Jerome and Lorraine Aresty Chair and Distinguished Professor
Department of Molecular Biology & Biochemistry
CABM, Room 307
679 Hoes Lane
Piscataway, NJ 08854
Computational NMR, hybrid methods of structure analysis, structural bioinformatics, molecular recognition, allosteric aspects of proteins and protein complexes, drug design, cancer biology, structural biology of influenza virus
The general aim of our research is to use NMR spectroscopy as a tool for protein engineering and structural bioinformatics. We develop new methods for protein solution structure determination and apply these techniques to proteins of pharmaceutical or medical interest. The combined methods of site-directed mutagenesis, NMR spectroscopy, and conformational energy calculations are being used to (1) determine three dimensional structures of small proteins in solution, (2) determine the structures of protein-protein, protein-receptor, and protein-nucleic acid complexes, (3) characterize effects of amino acid substitutions on protein structure, stability, and dynamics, (4) direct efforts to design and engineer proteins and provide information for rational drug design, and (5) study the molecular mechanisms by which proteins fold into their biologically-active conformations.

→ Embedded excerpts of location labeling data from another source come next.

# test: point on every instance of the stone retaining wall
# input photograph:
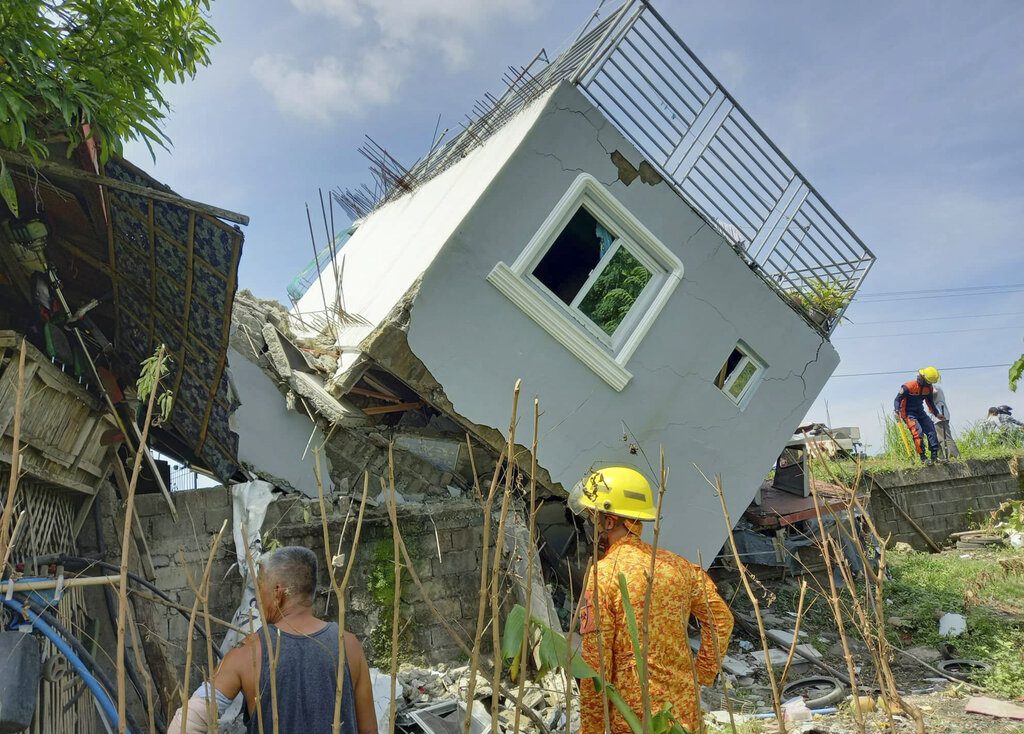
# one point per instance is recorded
(443, 540)
(942, 499)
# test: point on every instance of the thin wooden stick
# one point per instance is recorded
(272, 652)
(339, 590)
(481, 609)
(151, 700)
(15, 461)
(719, 655)
(838, 611)
(396, 540)
(496, 639)
(13, 538)
(596, 602)
(796, 633)
(648, 594)
(129, 508)
(530, 550)
(198, 591)
(776, 699)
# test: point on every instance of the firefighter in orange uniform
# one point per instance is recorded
(615, 502)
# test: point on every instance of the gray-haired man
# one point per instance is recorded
(306, 657)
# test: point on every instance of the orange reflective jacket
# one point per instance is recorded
(681, 589)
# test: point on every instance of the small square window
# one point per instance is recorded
(594, 277)
(740, 374)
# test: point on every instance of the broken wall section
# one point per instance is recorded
(290, 409)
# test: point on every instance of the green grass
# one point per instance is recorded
(925, 586)
(974, 443)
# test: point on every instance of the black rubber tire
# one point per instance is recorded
(955, 667)
(837, 694)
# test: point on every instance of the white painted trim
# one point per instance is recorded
(603, 355)
(559, 326)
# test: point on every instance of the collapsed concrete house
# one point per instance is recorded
(615, 231)
(98, 265)
(612, 229)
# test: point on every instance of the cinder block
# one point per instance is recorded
(456, 562)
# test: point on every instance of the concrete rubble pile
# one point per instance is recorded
(432, 700)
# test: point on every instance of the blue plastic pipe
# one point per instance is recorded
(104, 700)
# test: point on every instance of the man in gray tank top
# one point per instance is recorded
(305, 651)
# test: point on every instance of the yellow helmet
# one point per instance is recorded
(931, 375)
(615, 490)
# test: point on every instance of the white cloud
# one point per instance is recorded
(329, 87)
(394, 36)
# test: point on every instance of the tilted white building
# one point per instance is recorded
(615, 232)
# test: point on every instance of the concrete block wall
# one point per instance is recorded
(942, 499)
(443, 540)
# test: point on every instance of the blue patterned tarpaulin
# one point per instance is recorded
(175, 278)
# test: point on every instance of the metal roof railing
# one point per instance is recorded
(644, 78)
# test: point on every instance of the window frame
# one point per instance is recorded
(749, 357)
(606, 354)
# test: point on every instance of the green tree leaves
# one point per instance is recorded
(71, 70)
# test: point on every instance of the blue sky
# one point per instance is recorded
(906, 117)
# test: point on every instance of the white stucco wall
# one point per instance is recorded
(395, 244)
(476, 343)
(271, 437)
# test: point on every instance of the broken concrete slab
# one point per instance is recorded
(952, 624)
(275, 351)
(785, 638)
(342, 413)
(777, 657)
(994, 707)
(737, 667)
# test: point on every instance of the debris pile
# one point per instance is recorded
(432, 700)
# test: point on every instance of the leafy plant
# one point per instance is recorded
(155, 369)
(552, 650)
(614, 291)
(822, 296)
(71, 70)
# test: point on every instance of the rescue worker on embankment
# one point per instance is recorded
(615, 502)
(909, 407)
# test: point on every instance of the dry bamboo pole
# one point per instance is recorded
(567, 665)
(125, 545)
(199, 591)
(776, 699)
(474, 662)
(181, 607)
(876, 601)
(13, 538)
(596, 605)
(496, 635)
(456, 636)
(863, 624)
(140, 665)
(15, 461)
(719, 654)
(211, 665)
(796, 633)
(663, 477)
(838, 611)
(272, 652)
(339, 590)
(530, 550)
(68, 584)
(392, 508)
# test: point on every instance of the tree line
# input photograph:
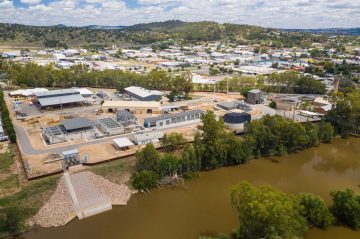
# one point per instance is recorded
(7, 123)
(34, 75)
(151, 166)
(215, 147)
(266, 212)
(288, 82)
(345, 113)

We are currently working on structure determination and refinement of several DNA-and RNA-binding proteins. We have recently determined solution structures of an IgG-binding domain of staphylococcal Protein A and of an RNA-binding protein from E.coli which is overproduced in response to cold shock (Cold Shock Protein A). We have characterized structural changes in these molecules which are required for binding to IgG proteins or to nucleic acids. Nuclear relaxation time measurements are used to characterize intramolecular motion in these small proteins. This research has important implications in the fields of protein physical chemistry, molecular design, receptor-ligand interactions, and oncogenesis. We are attempting to develop a general strategy for using structural analysis by NMR as a means of deciphering the biochemical functions of new genes identified in the human genome project.